In the same test batch, the HeapStack path is roughly:
RunPlan/Runtime/Chain8/Int/8/OneToOne/HeapStack 40.7 ns
RunPlan/Runtime/Chain32/Int/32/OneToOne/HeapStack 186 ns
RunPlan/Runtime/Balanced15/Int/15/OneToOne/HeapStack 76.8 ns
Converted per node, the HeapStack path is roughly in the 5 ns/node to
6 ns/node range. It is still light, but clearly more expensive than
Recursive, because it needs to maintain runtime frames, a heap stack, node
indices, and a dispatch table. Its main value is avoiding deep recursive call
stack risk, not chasing the lowest possible latency.
In Optimized mode, some Recursive cases can approach:
RunPlan/Optimized/Chain8/Int/8/OneToOne/Recursive 1.59 ns
RunPlan/Optimized/Wide8/Int/9/OneToOne/Recursive 1.59 ns
RunPlan/Optimized/Balanced15/Int/15/OneToOne/Recursive 1.59 ns
This does not mean real business execution necessarily takes only 1.59 ns.
Rather, it means that under ideal, statically analyzable conditions, the compiler
can see through much of YOrch's abstraction and inline or fold away the
Recursive static execution path. That is the meaning of the Optimized
results: they show the optimization ceiling of the zero-cost abstraction.
It is worth noting that Optimized/Chain32/Recursive is still close to
Runtime in the current result:
RunPlan/Optimized/Chain32/Int/32/OneToOne/Recursive 50.6 ns
This shows that the compiler does not eliminate every shape to the same degree. A longer dependency chain may hit inline or optimization thresholds, preserving more of the actual execution path. This difference helps identify which task shapes are easier for the optimizer to fully consume.
Based on the current results, the framework-level noise floor of YOrch is low.
For normal real-time applications, game frame loops, audio/video surrounding
logic, high-frequency business scheduling, and similar scenarios, if the tasks
themselves perform memory access, computation, logging, locking, IO, or other
business logic, the scheduling cost of run_plan(...) usually should not be the
main bottleneck.
If tasks on the hot path are extremely small, for example each task only performs a few integer operations, the framework cost becomes visible. In that case, prefer:
yorch::run_plan<
yorch::slot_layout_one_to_one_policy,
yorch::exec_serial_dfs_recursive_policy
>(plan);That is the default slot layout plus the Recursive execution policy. Consider
HeapStack only when the plan may be very deep and call stack depth risk matters
more than the lowest latency.
For extreme hot paths such as hard real-time code, audio callbacks, trading tick kernels, or tight loops at tens of millions of iterations per second, you should still measure with the real business payload, real task tree shape, and target machine.

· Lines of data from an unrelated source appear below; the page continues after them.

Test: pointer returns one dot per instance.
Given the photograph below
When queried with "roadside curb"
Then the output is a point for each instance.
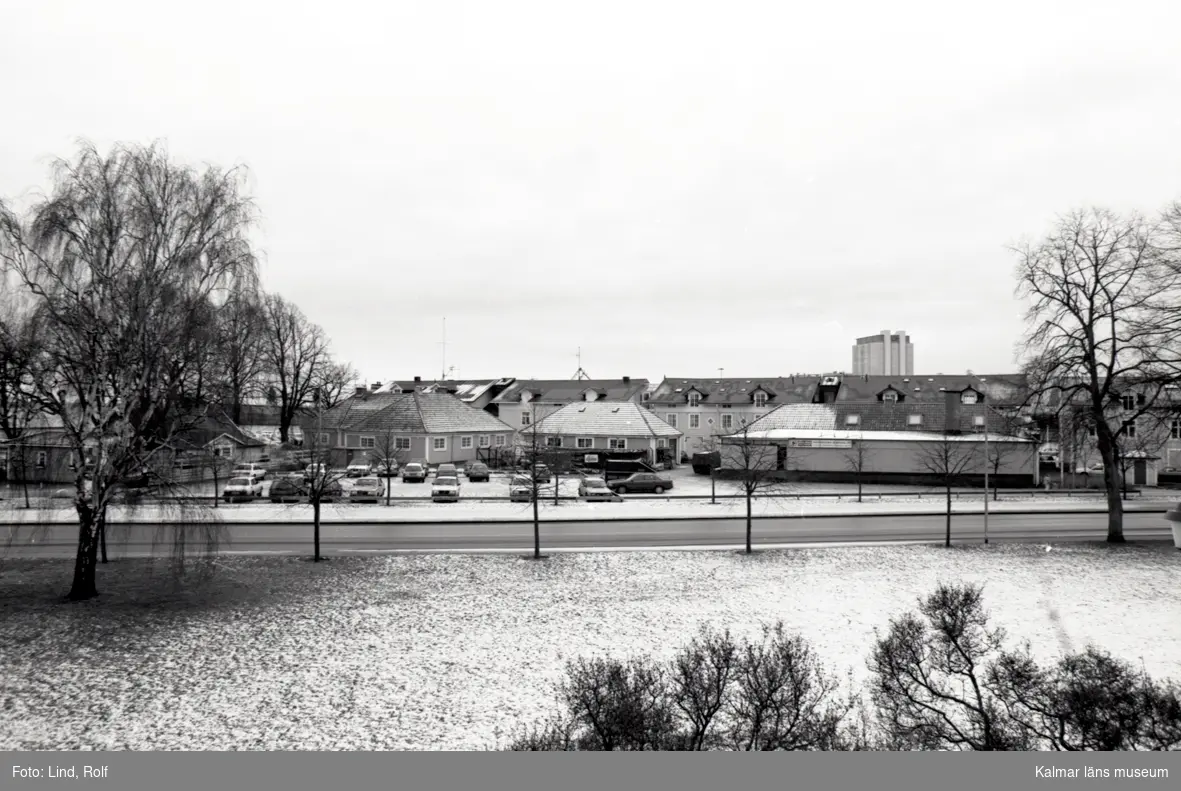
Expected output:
(1162, 509)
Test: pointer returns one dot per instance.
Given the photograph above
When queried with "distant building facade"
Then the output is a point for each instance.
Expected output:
(885, 354)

The current microbenchmark shows that YOrch framework overhead is in a very low range, but it cannot replace workload-specific benchmarks.
On macOS, benchmark runs may print output like:
Unable to determine clock rate from sysctl: hw.cpufrequency
This does not affect benchmark measurements, only the metadata output.
***WARNING*** Failed to set thread affinity. Estimated CPU frequency may be incorrect.
This means Google Benchmark could not read the exact CPU frequency or pin
thread affinity. It does not affect the Time and CPU timing measurements
themselves, but metadata such as Run on (10 X 24 MHz CPU s) should not be
interpreted as the real CPU frequency. For serious comparisons, run multiple
rounds and focus on trends, medians, and stable differences between policies.